Assessment of long-term omalizumab treatment in patients with severe allergic asthma long-term omalizumab treatment in severe asthma

Eylem Sercan Özgür, Cengiz Özge, Ahmet Ïlvan, Sibel Atış Naycı
Journal of Asthma: Official Journal of the Association for the Care of Asthma 2013, 50 (6): 687-94

OBJECTIVE: Several clinical studies have demonstrated the effectiveness of omalizumab in patients with severe allergic asthma but the treatment period has always been relatively short (4-12 months). In the literature, there are a few data about the long-term omalizumab therapy. We aimed to assess the long-term clinical and functional effectiveness of omalizumab treatment in severe allergic asthmatic patients,

METHODS: Medical records describing the patients' status before the start of treatment, and also having been registered at the end of 4th, 12th, and 36th months from the commencement of treatment, and at the last visit where the patient was evaluated were used for omalizumab effectiveness assessments. Twenty-six patients (female/male: 21/5) with severe allergic asthma, uncontrolled despite GINA 2006 Step 4 therapy, were included in the study. Effectiveness outcomes included spirometry measurements, level of asthma control measured by asthma control test (ACT), systemic glucocorticosteroid (sGCS) use, emergency room (ER) visits, and hospitalizations for severe exacerbations. In addition, the quality of life was assessed using the quality of life questionnaire AQLQ(S) before, 4, and 36 months after treatment,

RESULTS: The mean age was 47.6 ± 13.9 and duration of allergic asthma was 22.7 ± 10.1 years. Serum total IgE levels were 322.0 ± 178.1 IU/mL. Mean duration of omalizumab treatment was 40.81 ± 8.2 months.

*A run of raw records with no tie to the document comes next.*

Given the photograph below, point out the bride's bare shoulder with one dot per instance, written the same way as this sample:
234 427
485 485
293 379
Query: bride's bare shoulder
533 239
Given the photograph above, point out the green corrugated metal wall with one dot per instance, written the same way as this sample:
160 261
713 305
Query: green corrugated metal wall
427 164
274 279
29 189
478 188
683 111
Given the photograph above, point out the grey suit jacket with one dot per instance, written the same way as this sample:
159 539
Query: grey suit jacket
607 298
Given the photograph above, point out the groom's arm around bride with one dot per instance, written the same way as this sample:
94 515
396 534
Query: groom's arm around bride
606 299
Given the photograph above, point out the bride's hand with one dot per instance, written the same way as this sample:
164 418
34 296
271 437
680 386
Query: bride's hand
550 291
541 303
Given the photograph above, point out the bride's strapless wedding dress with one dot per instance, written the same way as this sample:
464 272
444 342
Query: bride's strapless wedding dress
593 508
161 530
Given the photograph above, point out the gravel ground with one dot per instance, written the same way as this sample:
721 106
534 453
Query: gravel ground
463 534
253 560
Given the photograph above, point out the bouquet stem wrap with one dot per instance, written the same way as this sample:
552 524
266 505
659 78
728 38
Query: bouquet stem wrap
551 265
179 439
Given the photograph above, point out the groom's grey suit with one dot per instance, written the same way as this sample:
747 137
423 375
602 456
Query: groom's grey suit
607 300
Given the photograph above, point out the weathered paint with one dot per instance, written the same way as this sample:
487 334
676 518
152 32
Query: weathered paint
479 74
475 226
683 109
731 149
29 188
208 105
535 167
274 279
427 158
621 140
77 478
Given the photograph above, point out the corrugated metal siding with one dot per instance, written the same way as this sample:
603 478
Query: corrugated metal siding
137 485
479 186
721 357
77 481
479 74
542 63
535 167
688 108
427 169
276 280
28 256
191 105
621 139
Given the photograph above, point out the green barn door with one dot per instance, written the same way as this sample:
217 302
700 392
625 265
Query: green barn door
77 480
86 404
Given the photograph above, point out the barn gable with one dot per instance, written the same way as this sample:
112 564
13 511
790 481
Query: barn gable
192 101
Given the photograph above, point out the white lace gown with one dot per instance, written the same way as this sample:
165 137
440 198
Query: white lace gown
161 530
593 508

FEV1 improved significantly at all control points versus baseline (p < .05). The level of asthma control as evaluated by ACT improved significantly after treatment (p < .05). We determined significantly reduced numbers of exacerbation, emergency visits, hospitalizations, sGCS, and SABA use by the end of 36 months (p < .05). The proportion of patients with improvements larger than 1.5 points in AQLQ(S) total score was 80.7% at the 4th month and 96.1% at the 36th month of treatment,

CONCLUSIONS: This study showed that long-term therapy with omalizumab for up to 3 years was well tolerated with significant improvement both in symptoms and lung functions. Accordingly, long-term omalizumab treatment may be recommended for responders.